Over the past three years, stress among leaders has jumped from 63% to 71%. A 2025 DDI Global Leadership Forecast reports that 40% of leaders are considering leaving their jobs – a result of skyrocketing levels of burnout. Once tariffs and federal cuts fully sink in, this number could spike even further.
The report poses a critical question: Why would anyone want to be a leader right now?
This inquiry is at the root of "conscious unbossing" – a trend seen in many young professionals, particularly Gen Z, who are deliberately avoiding traditional leadership roles in favor of their mental and emotional wellbeing.
“As organizations grapple with economic volatility, AI skepticism and generational differences being amplified in the workplace, leadership is becoming a harder job — and a path that many talented people are opting out of,” says Stephanie Neal, director of DDI’s Center for Analytics and Behavioral Research.

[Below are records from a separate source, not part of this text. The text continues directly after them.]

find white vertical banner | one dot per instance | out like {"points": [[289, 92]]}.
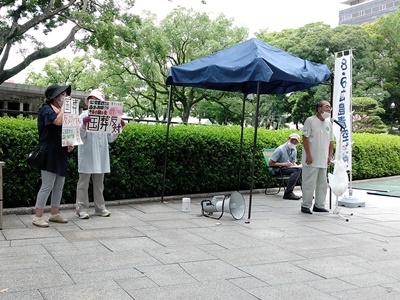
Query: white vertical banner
{"points": [[342, 107], [70, 128]]}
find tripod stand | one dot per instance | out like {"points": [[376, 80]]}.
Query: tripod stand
{"points": [[339, 180]]}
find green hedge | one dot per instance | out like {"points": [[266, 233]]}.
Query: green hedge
{"points": [[201, 159]]}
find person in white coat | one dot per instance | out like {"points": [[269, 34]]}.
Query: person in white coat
{"points": [[316, 156], [93, 162]]}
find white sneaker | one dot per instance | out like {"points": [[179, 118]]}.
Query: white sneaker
{"points": [[57, 218], [103, 213], [82, 215], [39, 222]]}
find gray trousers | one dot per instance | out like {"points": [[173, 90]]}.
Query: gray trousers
{"points": [[314, 180], [51, 183], [82, 196]]}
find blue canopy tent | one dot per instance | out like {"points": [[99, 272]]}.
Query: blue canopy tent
{"points": [[251, 67]]}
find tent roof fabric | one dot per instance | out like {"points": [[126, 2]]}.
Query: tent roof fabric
{"points": [[239, 68]]}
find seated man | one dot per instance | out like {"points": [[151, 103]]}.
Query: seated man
{"points": [[285, 157]]}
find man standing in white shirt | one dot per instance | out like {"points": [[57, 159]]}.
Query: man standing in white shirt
{"points": [[316, 156], [93, 162]]}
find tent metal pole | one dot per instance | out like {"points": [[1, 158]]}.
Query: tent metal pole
{"points": [[330, 167], [254, 148], [166, 141], [241, 142]]}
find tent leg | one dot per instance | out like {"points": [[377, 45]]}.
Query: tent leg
{"points": [[254, 150], [241, 142], [166, 142]]}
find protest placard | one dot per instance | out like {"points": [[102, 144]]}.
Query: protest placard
{"points": [[105, 116], [70, 128]]}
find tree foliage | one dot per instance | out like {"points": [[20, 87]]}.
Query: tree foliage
{"points": [[366, 116], [26, 25]]}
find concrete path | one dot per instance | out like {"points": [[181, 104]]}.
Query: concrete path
{"points": [[155, 251]]}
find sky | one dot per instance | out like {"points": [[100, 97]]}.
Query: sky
{"points": [[272, 15]]}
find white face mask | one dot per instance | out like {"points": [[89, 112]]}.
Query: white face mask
{"points": [[61, 101], [326, 115]]}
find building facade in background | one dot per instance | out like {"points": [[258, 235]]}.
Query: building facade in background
{"points": [[366, 11]]}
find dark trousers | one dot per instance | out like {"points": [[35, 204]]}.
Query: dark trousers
{"points": [[294, 176]]}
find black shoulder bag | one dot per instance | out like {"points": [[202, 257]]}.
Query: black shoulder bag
{"points": [[37, 155]]}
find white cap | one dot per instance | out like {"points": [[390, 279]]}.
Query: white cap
{"points": [[96, 93]]}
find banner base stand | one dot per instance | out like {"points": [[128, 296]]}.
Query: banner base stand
{"points": [[351, 201]]}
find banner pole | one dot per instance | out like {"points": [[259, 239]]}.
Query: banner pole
{"points": [[343, 112]]}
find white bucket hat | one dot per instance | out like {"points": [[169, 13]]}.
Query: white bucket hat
{"points": [[97, 94]]}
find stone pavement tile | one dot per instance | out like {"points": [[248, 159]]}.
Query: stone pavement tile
{"points": [[374, 252], [280, 273], [226, 237], [172, 224], [106, 275], [389, 267], [164, 275], [368, 279], [216, 289], [377, 229], [247, 283], [331, 267], [332, 228], [395, 287], [176, 237], [3, 242], [154, 208], [29, 250], [368, 293], [290, 292], [391, 224], [362, 238], [33, 277], [147, 217], [330, 285], [308, 243], [21, 262], [131, 244], [13, 221], [116, 219], [87, 263], [137, 283], [252, 255], [104, 233], [178, 254], [30, 233], [212, 269], [107, 290], [25, 295], [38, 241], [76, 248], [288, 230]]}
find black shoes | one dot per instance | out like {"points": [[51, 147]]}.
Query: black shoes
{"points": [[316, 209], [291, 196], [306, 210]]}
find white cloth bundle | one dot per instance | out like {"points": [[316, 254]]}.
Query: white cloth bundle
{"points": [[339, 180]]}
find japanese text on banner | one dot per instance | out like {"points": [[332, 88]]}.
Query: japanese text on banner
{"points": [[342, 106], [105, 116], [70, 128]]}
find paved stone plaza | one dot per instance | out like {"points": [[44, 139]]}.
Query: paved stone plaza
{"points": [[153, 250]]}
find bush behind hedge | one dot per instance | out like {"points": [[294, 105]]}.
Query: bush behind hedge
{"points": [[201, 159]]}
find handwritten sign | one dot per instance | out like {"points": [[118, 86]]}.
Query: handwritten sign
{"points": [[105, 116], [70, 129]]}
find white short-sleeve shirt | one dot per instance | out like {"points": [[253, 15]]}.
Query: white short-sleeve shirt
{"points": [[320, 135]]}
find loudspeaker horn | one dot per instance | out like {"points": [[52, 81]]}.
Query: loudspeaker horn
{"points": [[235, 205]]}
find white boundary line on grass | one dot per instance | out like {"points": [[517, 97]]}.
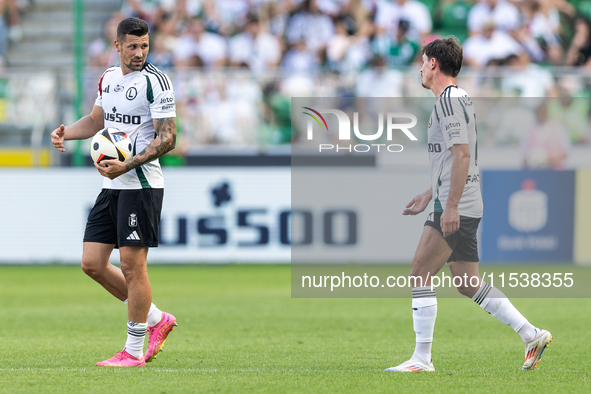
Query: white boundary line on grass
{"points": [[63, 369]]}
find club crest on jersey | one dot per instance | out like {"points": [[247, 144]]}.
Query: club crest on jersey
{"points": [[133, 220], [131, 93]]}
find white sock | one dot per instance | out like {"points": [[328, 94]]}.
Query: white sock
{"points": [[154, 315], [136, 332], [424, 313], [528, 332], [498, 305]]}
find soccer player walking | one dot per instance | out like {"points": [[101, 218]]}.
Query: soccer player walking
{"points": [[449, 233], [137, 99]]}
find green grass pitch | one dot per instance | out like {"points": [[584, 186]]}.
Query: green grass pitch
{"points": [[239, 331]]}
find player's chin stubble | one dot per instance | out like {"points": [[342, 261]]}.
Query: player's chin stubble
{"points": [[133, 67]]}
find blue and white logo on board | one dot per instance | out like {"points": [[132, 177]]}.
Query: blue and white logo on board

But fear and doubt aren’t necessarily the most productive things to focus on right now. Afterall, modern leadership is a two-sided coin: on the one side, obstacles – on the other, opportunity.
As experts like Margaret Wheatley have observed, chaos is a necessary precursor to positive transformation. In her book Leadership and the New Science: Discovering Order in a Chaotic World, Wheatley pointed out that "mess" is often life’s way of evolving into a more elegant form of order. During these times, the most important thing we can do is to stay connected – to keep up the conversations that drive innovation forward.
"All change, even very large and powerful change, begins when a few people start talking with one another about something they care about," Wheatley wrote on her website.
In order to spark these kinds of conversations, some questions could be useful in helping leaders get out of overwhelm and back into the hotseat of power and responsibility:
● Identify two ways your immediate work has become unpredictable or in constant flux. Be specific. Is your experience of unpredictability common to others in your organization? How are you each coping with this?
● Can you think of one process in your organization you would describe as "outmoded"? Why is it outmoded?
● Have you experienced new ways of identifying and addressing problems in the organization? Can you describe what those new ways were? How successful were they?
Leaders who can engage with these kinds of questions may find an opening towards opportunity. Better yet, they may even reconnect to what inspires them, connecting to the kind of purpose and meaning that has proven to buffer against burnout.
Seen through the lens of opportunity, leadership isn’t something to avoid, but rather something to consider going fully and wholly into. Embracing the responsibilities of modern leadership offers the chance not just to manage stress, but also to harness it as energy for action.
“The encouraging news is that most leaders find self-reflection, open discussion and continuous learning to be transformative practices in channeling stress into growth and innovation,” Neal commented.
In short, new insights and worldviews are only discovered when leaders accept confusion and start changing the questions they are asking. This is when the real magic happens: when fatigue and frustration are replaced with curiosity, wonder, and a new sense of purpose.